MIMIX (MIcrobiome MIXed model) is hierarchical Bayesian model for the analysis of next-generation sequencing OTU abundance data from designed experiments. It achieves four scientific objectives:

  1. Global tests of whether experimental treatments affect microbiome composition,
  2. Local tests for treatment effects on individual taxa and estimation of theses effects if present,
  3. Quantification of how different sources of variability contribute to microbiome heterogeneity, and
  4. Characterization of latent structure in the microbiome, which may suggest ecological subcommunities.

For more information, please see our open access e-print: MIMIX: a Bayesian Mixed-Effects Model for Microbiome Data from Designed Experiments.

Description of files

analyze.jl runs the full-scale NutNet data analysis with MIMIX, MIMIX w/o Factors, and PERMANOVA w/ Bray-Curtis.

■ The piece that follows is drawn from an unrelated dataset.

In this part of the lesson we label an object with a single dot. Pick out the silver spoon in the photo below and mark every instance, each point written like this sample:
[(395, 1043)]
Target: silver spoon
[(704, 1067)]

data contains the NutNet data stored as Y.csv (sequence counts), X.csv (experimental treatments), and Z.csv (blocking factors).

demo.ipynb demonstrates fitting MIMIX to a subset of the real data.

models.jl defines the model hierarchy and posterior sampling schemes for MIMIX and MIMIX w/o Factors.

results contains three subdirectories, analyze, simulate, and validate, which store the output from their respective scripts.

simulate.jl runs the simulation study comparing MIMIX, MIMIX w/o Factors, and PERMANOVA w/ Bray-Curtis.

utils.jl defines helper functions for the simulation study and cross-validation files.

validate.jl runs a five-fold cross-validation to compare the fits of MIMIX and MIMIX w/o Factors to the real data.